An interest rate cut by the Federal Reserve is "not a consideration at this time" based on the latest comments from policymakers and minutes from the central bank's latest meeting, analysts at Bank of America Global Research wrote on Friday.
Statements from Fed policymakers this week suggested that policymakers would like to see more evidence that inflation is falling back to their 2% target, which means they are in no rush to lower borrowing costs.
Minutes from the May meeting of the rate-setting Federal Open Market Committee (FOMC) also show that members of the Fed remain concerned about continued inflationary pressures, with some members even expressing a "readiness to tighten policy further" if the risk of a price hike emerges.
However, Bank of America analysts said in a note to clients that "inflation data will need to decline significantly before the Fed seriously considers raising rates again."

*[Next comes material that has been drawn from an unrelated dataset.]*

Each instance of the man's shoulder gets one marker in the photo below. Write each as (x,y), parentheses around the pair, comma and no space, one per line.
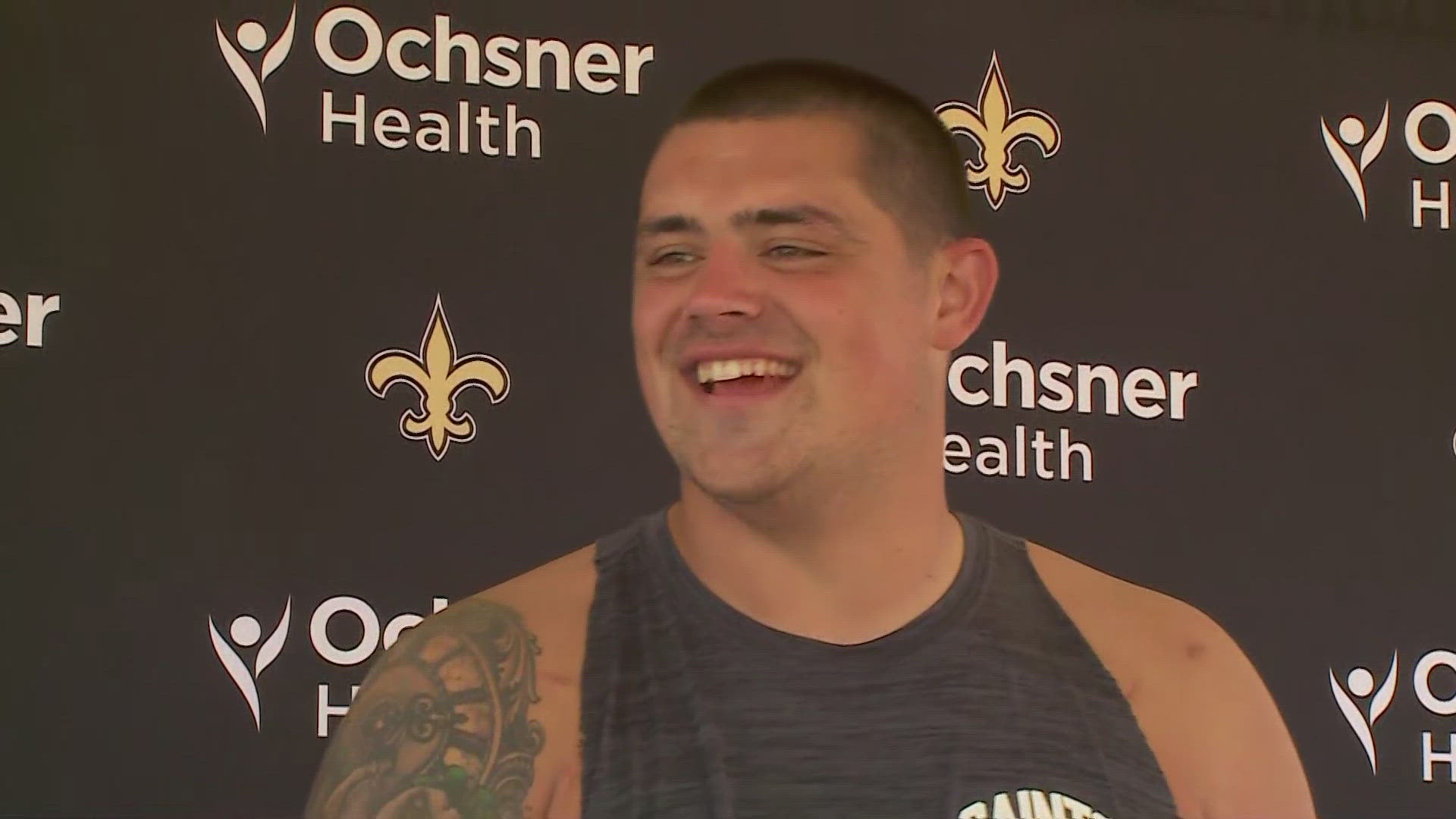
(1199,701)
(1131,626)
(551,602)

“In recent weeks, FOMC participants have almost uniformly echoed Fed Chairman Jerome Powell's stance that the current policy stance is tight, and that this should ease inflation down to 2% 'over time'. The implication is that the Fed does not see the need to tighten further at this time.”
Meanwhile, this week's data showing stronger-than-expected business activity and a drop in weekly jobless benefit claims also dented hopes for an upcoming interest rate cut. In theory, a reduction in activity and a slower labor market could help moderate inflation.
For now, the market also does not expect that the Fed will begin to signal an upcoming rate cut. There is about a 45% chance the first tapering may not take place until September, according to CME Group's widely monitored FedWatch Tool.
In Bank of America analysts' base case, the central bank won't start cutting rates until December. They argue that the Fed may need to see a continued decline in service prices.